Big Data Strategies in R

If Big Data has to be tackle with R, five different strategies can be considered:



If data is too big to be analyzed in complete, its’ size can be reduced by sampling. Naturally, the question arises whether sampling decreases the performance of a model significantly. Much data is of course always better than little data. But according to Hadley Wickham’s useR! talk, sample based model building is acceptable, at least if the size of data crosses the one billion record threshold.

If sampling can be avoided it is recommendable to use another Big Data strategy. But if for whatever reason sampling is necessary, it still can lead to satisfying models, especially if the sample is

  • still (kind of) big in total numbers,
  • not too small in proportion to the full data set,
  • not biased.


Bigger hardware

  • R keeps all objects in memory. This can become a problem if the data gets large. One of the easiest ways to deal with Big Data in R is simply to increase the machine’s memory. Today, R can address 8 TB of RAM if it runs on 64-bit machines. That is in many situations a sufficient improvement compared to about 2 GB addressable RAM on 32-bit machines.

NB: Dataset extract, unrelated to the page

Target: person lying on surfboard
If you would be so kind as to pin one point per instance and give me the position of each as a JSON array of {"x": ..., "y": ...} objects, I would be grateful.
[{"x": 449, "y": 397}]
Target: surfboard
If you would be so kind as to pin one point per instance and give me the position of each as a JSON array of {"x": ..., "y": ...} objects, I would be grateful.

Store objects on hard disc and analyze it chunkwise

As an alternative, there are packages available that avoid storing data in memory. Instead, objects are stored on hard disc and analyzed chunkwise. As a side effect, the chunking also leads naturally to parallelization, if the algorithms allow parallel analysis of the chunks in principle. A downside of this strategy is that only those algorithms (and R functions in general) can be performed that are explicitly designed to deal with hard disc specific datatypes.

“ff” and “ffbase” are probably the most famous CRAN packages following this principle. Revolution R Enterprise, as a commercial product, uses this strategy with their popular “scaleR” package as well. Compared to ff and ffbase, Revolution scaleR offers a wider range and faster growth of analytic functions. For instance, the Random Forest algorithm has recently been added to the scaleR function set, which is not yet available in ffbase.

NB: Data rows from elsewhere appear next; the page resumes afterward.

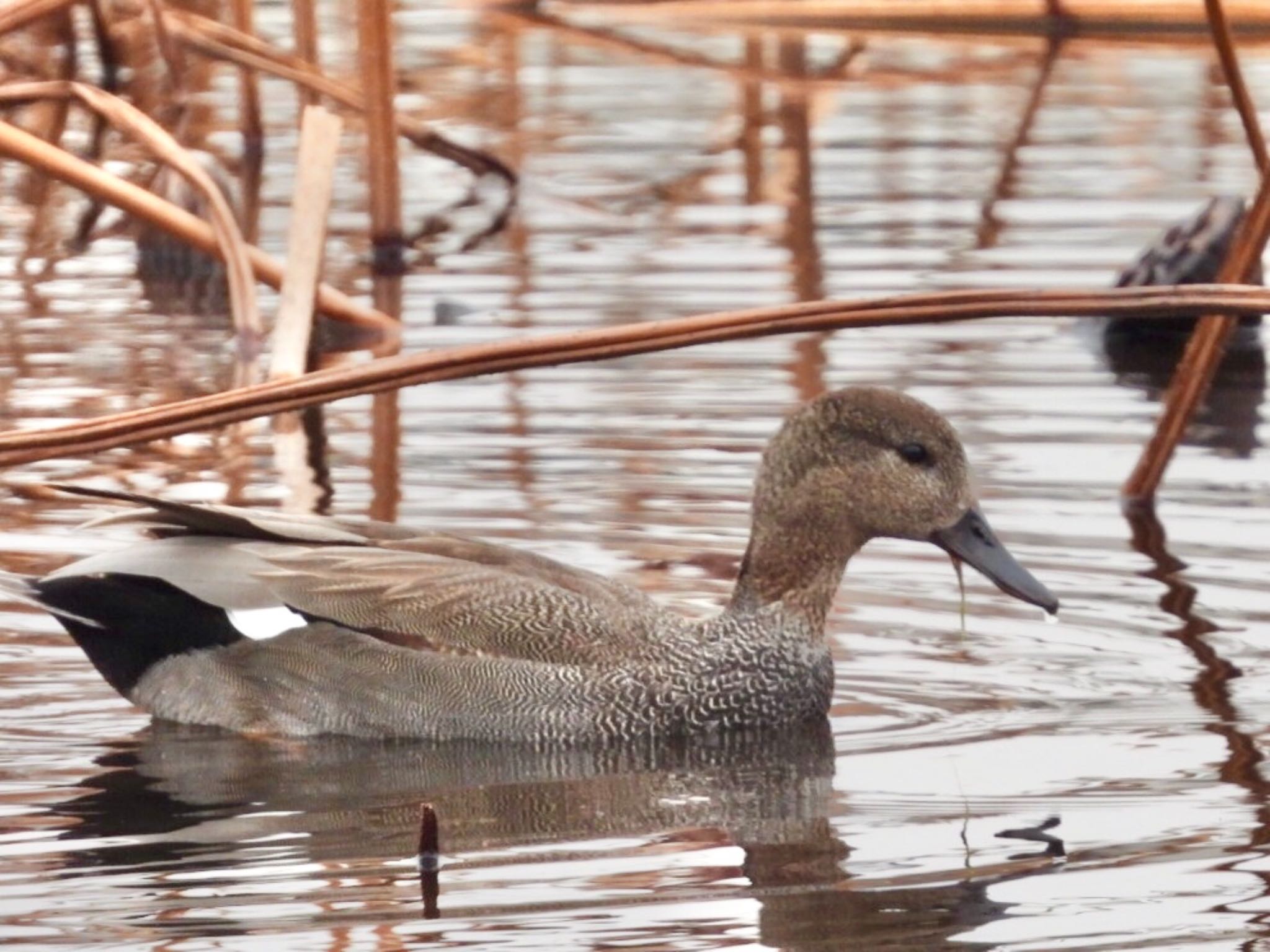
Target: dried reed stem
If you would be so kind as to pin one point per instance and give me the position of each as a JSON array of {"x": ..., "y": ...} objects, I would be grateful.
[
  {"x": 126, "y": 117},
  {"x": 168, "y": 50},
  {"x": 1225, "y": 42},
  {"x": 306, "y": 242},
  {"x": 249, "y": 90},
  {"x": 216, "y": 40},
  {"x": 1202, "y": 357},
  {"x": 384, "y": 175},
  {"x": 304, "y": 31},
  {"x": 606, "y": 343},
  {"x": 19, "y": 13},
  {"x": 32, "y": 150}
]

Integration of higher performing programming languages like C++ or Java

The integration of high performance programming languages is another alternative. Small parts of the program are moved from R to another language to avoid bottlenecks and performance expensive procedures. The aim is to balance R’s more elegant way to deal with data on the one hand and the higher performance of other languages on the other hand.

The outsourcing of code chunks from R to another language can easily be hidden in functions. In this case, proficiency in other programming languages is mandatory for the developers, but not for the users of these functions.


Alternative interpreters

A relatively new direction to deal with Big Data in R is to use alternative interpreters. The first one that became popular to a bigger audience was pqR(pretty quick R). Duncon Murdoc from the R-Core team preannounced that pqR’s suggestions for improvements shall be integrated into the core of R in one of the next versions.

Another very ambitioned Open-Source project is Renjin. Renjin reimplements the R interpreter in Java, so it can run on the Java Virtual Machine (JVM). This may sound like a Sisyphean task but it is progressing astonishingly fast. A major milestone in the development of Renjin is scheduled for the end of 2013.

Tibco created a C++ based interpreter called TERR. Beside the language, TERR differs from Renjin in the way how object references are modeled. TERR is available for free for scientific and testing purposes. Enterprises have to purchase a licensed version if they use TERR in production mode.

Another alternative R-interpreter is offered by Oracle. Oracle R uses Intel’s mathematic library and therefore achieves a higher performance without changing R’s core. Besides from the interpreter which is free to use, Oracle offers Oracle R Enterprise, a component of Oracles “Advanced analytic” database option. It allows to run any R code on the database server and has a rich set of functions that are optimized for high performance in-database computation. Those optimized function cover – beside data management operations and traditional statistic tasks – a wide range of data-mining algorithms like SVM, Neural Networks, Decision Trees etc.